What am I going to do? March up to her and announce that I’m here to protect her from evil fiery creatures from another world? A world now burned to ash?
He snorted, imagining her reaction. He would be lucky if all she did was call the police or the mental ward. Besides, he’d make his presence known soon enough. It was past time, in his opinion, although his uncle hadn’t asked for it.
Cass is getting Miranda out tonight, and Chloe will come with us. Back to Gray’s Landing. She has to. Neither one of them is safe after her father’s murder.

His own appearance interrupted his dark thoughts as he used a storefront window to check the busy street behind him. Wild brown hair stuck up in stark relief next to pale skin. A large leather jacket covered black clothes that fit him snugly, leaving no extra fabric to catch or snag. He felt and looked as different from the people around him as midnight did from dawn. He walked further down the sidewalk, moving slowly, hunched over in his leather jacket, carefully hugging the shadows.

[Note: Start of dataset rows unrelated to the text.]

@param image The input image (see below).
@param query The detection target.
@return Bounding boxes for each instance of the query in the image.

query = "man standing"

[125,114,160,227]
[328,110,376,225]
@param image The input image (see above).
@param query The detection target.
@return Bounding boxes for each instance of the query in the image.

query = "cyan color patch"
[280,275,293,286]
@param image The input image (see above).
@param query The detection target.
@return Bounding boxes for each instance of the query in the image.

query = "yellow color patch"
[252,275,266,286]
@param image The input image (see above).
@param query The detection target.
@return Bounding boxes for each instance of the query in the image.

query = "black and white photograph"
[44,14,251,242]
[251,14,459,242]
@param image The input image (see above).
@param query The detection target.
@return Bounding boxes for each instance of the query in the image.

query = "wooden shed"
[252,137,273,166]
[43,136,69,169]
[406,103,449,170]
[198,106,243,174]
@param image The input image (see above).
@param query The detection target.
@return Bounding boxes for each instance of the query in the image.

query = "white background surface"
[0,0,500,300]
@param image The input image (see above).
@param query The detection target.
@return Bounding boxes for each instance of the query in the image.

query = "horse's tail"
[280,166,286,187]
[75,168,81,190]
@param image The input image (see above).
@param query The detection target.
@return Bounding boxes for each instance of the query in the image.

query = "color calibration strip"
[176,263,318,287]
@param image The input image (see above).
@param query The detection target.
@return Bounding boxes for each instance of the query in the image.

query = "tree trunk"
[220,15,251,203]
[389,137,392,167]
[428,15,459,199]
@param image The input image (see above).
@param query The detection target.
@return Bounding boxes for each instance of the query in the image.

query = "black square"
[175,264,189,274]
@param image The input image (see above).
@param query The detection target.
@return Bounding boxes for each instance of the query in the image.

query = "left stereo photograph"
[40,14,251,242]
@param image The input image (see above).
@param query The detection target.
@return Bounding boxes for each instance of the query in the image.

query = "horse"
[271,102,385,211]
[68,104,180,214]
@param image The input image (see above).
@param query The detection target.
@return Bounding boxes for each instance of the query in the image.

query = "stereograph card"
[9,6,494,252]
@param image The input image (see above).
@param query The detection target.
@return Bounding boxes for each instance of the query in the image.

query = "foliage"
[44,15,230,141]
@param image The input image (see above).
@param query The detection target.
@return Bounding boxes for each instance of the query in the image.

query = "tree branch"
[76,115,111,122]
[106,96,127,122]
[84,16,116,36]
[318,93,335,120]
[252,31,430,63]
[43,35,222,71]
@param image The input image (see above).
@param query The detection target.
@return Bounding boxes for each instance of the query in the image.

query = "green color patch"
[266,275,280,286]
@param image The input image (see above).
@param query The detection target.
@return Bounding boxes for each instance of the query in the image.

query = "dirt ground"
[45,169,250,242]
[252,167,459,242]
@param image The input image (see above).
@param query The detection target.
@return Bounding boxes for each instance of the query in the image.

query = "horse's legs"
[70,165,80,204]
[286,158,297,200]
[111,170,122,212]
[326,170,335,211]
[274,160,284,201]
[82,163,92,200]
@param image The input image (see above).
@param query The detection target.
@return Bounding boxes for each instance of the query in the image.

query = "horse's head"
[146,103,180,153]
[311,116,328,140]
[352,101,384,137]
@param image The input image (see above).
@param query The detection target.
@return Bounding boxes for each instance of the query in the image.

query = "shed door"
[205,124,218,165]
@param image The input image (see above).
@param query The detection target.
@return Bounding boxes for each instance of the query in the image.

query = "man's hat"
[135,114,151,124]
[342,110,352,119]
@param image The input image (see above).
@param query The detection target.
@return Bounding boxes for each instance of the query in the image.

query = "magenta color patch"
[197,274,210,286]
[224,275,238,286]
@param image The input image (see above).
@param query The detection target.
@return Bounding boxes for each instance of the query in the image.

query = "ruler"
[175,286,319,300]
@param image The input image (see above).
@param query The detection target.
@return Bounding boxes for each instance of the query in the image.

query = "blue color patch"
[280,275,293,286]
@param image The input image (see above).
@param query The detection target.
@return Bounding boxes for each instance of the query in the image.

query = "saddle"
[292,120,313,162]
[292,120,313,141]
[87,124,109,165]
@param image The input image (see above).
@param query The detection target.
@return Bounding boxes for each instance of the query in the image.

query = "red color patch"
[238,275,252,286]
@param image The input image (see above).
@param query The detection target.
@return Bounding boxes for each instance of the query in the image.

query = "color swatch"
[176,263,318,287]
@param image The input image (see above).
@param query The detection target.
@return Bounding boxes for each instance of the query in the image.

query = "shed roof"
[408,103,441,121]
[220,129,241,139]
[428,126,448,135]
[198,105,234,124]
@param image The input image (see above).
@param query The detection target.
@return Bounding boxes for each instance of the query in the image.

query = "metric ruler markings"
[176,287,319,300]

She moved in and out of brightly lit stores, laughing occasionally at something her companions said. As the evening wore on he grew tired of wandering the same small area, trying to look inconspicuous. He decided to move in closer. Not because he felt immediate danger, but because the homeless woman sitting on the bench against one of the few spindly trees in the area was starting to look at
him
funny, when it should definitely be the other way around. An old hippy beat incessantly on a set of bongos; he wanted to smack the man and tell him he had no rhythm, and probably wasn’t going to grow any at this late age, but he refrained. Instead, he watched as the group headed, laughing, into a brightly lit music store. It was large and crowded and throbbing with sound.
Perfect
, he thought. It would be easy to go unnoticed there. Besides, it had been months since he’d had a chance to lay his fingers on some high-quality vinyl. He wanted to feel like he belonged here, even if it only lasted for a nanosecond.

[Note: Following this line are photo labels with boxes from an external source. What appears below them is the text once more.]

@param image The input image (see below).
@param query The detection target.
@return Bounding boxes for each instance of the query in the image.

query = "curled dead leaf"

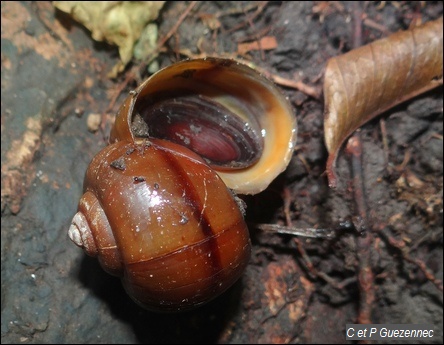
[324,17,443,187]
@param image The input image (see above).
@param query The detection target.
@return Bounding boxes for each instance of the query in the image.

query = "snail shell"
[110,58,296,194]
[69,59,296,311]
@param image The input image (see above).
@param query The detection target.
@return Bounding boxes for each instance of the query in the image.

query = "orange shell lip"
[111,58,297,194]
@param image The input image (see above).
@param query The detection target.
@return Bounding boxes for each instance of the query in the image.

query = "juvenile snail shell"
[69,59,296,311]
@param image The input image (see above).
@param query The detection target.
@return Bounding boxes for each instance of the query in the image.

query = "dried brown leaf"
[324,17,443,187]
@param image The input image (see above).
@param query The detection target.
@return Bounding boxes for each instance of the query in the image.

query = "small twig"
[255,67,321,100]
[346,133,375,324]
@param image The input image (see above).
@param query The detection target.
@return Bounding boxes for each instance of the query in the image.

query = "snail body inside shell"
[69,59,296,311]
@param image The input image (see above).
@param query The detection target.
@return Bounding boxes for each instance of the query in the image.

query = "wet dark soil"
[1,1,443,343]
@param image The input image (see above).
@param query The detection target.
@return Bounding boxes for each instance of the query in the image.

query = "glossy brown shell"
[77,140,250,311]
[110,58,297,194]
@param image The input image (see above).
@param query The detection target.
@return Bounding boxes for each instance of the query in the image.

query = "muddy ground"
[1,2,443,343]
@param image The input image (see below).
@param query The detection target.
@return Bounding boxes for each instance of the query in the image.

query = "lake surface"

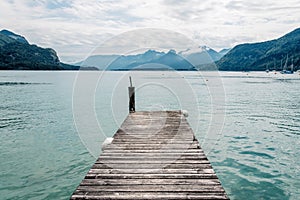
[0,71,300,199]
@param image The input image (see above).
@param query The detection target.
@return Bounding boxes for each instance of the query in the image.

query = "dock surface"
[71,111,228,200]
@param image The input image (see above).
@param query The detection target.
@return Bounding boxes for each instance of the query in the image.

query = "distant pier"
[71,111,228,200]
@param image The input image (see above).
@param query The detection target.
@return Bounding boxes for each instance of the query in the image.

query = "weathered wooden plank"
[91,163,212,169]
[71,192,228,200]
[85,173,217,179]
[88,168,215,174]
[80,178,221,186]
[71,111,228,200]
[76,184,224,193]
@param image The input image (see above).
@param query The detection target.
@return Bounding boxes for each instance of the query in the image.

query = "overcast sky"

He scouted the record section, surrounded by the extremely nerdy and the ultra hip. He wondered where he fit, if at all, then shrugged. Refugees from decimated alien worlds didn’t get to fit in. It was part of why he loved music. It didn’t judge him, and it couldn’t reject or fear him either. Music had been one of his mother’s greatest gifts to him; his dim childhood memories of her were almost all framed with pounding, vibrant sound.

Music and how to kill was all he had left of her.

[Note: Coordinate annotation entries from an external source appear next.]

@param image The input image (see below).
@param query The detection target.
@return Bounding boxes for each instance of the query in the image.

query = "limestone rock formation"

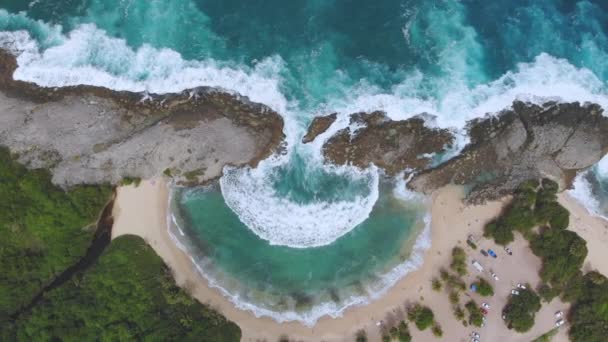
[302,113,338,144]
[323,112,453,175]
[0,50,284,186]
[408,102,608,202]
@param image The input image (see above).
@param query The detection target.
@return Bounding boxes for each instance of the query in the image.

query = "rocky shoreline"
[309,101,608,203]
[0,49,284,186]
[0,45,608,202]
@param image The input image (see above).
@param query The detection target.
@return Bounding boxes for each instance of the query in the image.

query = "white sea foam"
[0,11,608,322]
[220,165,379,248]
[167,187,431,327]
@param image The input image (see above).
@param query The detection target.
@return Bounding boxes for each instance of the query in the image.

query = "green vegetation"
[450,247,467,276]
[407,304,435,330]
[355,330,367,342]
[449,291,460,304]
[567,272,608,342]
[467,240,477,249]
[485,179,608,342]
[532,328,559,342]
[454,305,465,321]
[503,286,541,332]
[0,147,111,322]
[530,228,587,289]
[7,236,241,341]
[0,148,241,341]
[473,277,494,297]
[484,179,570,245]
[383,321,412,342]
[120,177,141,187]
[431,278,441,292]
[464,300,483,327]
[431,322,443,337]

A voice he’d spent years trying in vain to forget jerked him back to the present. ”What’s wrong with the movie I picked?” asked Chloe Burke.
Her
voice. He would know it anywhere; he could feel it crawling across his brain, pinning her exact location to the insides of his closed eyelids. But he knew he was perceptually invisible to her. Her father had made sure of it, when he’d taken them all and left. Chloe’s slim fingers trailed across rows of plastic cases, her eyes distant, and voice listless.